This repo contrains the implementation for several AE detection methods and provide a standard evaluation for them. The implemented methods include:
- Feature Squeezing (fs), by Xu et al., 2017
- MagNet, by Meng and Chen, 2017
- Trapdoor, by Shan et al., 2020
extra:
- Rectified-Rejection (RR), by Pang et al., 2021, please check flymin/Rectified-Rejection
The pretrained weights for each classifier can be found at Google Drive. After downloading and extracting, the directory should look like:
pretrain/
├── densenet169.pt
├── gtsrb_ResNet18_E87_97.85.pth
└── MNIST_Net.pth
Since Trapdoor modifies the training procedures of the classifier, we provide a python script to generate AEs for Trapdoor model. Please check tools/attack_trapdoor.py
.
Except Trapdoor, we do not provide code for AE generation in this repo since their AE's can be generated only with the classifier. We generate these AEs though foolbox. The directory containing generated AEs should look like:
results/whitebox/
├── BIM
│ ├── cifar10_BIMinf_2352.pt
│ ├── gtsrb_BIMinf_2404.pt
│ └── MNIST_BIMinf_2416.pt
├── BIML2
│ ├── cifar10_BIML2_3296.pt
│ ├── gtsrb_BIML2_2404.pt
│ └── MNIST_BIML2_2416.pt
├── CW
│ ├── cifar10_CW_2416.pt
│ ├── gtsrb_CW_2404.pt
│ └── MNIST_CW_2416.pt
├── CWinf
│ ├── cifar10_CWinf_2416.pt
│ ├── gtsrb_CWinf_2408.pt
│ └── MNIST_CWinf_2416.pt
└── ...
Each .pt
file is a dict contrains of format:
'x_ori': [torchTensor with size (B, C, H, W), ...], batches of original image data in range of (0, 1)
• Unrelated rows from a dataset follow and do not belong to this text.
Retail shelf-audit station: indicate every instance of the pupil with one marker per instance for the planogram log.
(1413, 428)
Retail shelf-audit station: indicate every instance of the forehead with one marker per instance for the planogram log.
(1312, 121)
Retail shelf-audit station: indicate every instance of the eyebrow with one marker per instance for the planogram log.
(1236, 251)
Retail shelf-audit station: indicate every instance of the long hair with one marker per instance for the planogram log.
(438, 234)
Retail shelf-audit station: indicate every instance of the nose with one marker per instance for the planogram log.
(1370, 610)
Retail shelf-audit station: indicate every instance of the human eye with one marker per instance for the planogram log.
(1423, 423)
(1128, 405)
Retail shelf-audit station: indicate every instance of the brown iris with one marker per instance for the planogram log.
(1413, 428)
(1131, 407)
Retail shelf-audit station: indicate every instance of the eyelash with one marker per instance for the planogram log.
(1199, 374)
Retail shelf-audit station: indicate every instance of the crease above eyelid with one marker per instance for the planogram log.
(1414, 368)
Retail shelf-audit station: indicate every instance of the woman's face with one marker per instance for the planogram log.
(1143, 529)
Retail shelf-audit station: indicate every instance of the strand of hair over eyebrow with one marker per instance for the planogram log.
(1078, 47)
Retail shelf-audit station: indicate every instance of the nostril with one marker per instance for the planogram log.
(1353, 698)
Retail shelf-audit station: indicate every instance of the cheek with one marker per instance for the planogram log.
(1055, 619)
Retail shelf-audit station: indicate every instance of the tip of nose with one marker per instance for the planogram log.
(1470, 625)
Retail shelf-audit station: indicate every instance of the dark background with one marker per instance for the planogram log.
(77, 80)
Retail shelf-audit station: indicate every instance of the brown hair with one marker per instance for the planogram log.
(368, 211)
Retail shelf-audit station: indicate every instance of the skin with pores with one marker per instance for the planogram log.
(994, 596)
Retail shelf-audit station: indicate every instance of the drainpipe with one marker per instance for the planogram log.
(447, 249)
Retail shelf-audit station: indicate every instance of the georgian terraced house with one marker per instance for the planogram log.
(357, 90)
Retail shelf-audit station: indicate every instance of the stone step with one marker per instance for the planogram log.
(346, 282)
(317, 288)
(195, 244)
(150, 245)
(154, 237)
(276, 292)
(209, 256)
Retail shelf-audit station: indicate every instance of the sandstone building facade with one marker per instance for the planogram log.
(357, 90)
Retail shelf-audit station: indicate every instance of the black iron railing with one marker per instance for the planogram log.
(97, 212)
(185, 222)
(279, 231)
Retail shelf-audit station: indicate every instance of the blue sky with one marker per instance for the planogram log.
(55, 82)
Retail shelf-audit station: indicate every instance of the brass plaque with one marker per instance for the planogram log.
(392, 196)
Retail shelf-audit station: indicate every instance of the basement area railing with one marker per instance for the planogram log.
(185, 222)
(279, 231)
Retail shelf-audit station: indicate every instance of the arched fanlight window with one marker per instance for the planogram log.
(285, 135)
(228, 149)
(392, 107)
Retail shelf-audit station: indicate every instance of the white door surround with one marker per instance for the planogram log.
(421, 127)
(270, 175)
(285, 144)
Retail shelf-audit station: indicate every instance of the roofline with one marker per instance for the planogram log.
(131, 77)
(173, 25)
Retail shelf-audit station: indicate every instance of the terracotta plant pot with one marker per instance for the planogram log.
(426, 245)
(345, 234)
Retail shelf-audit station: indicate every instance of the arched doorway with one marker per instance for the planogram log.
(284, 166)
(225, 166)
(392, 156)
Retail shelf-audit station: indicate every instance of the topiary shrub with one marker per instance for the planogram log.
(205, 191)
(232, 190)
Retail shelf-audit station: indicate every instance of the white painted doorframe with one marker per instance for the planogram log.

'y_ori': [torchTensor with size (B), ...], batches of gt labels
'x_adv': [torchTensor with size (B, C, H, W), ...], batches of AEs in range of (0, 1)
This is also the format of AEs generated by tools/attack_trapdoor.py
.
Users can also check the script to comfirm the format.
Please clone this repo through:
git clone --recursive https://github.com/flymin/AEdetection.git
to make sure you have all submodules correctly.
We provide several script examples in scripts/*.sh
.
Please check those commands for detail.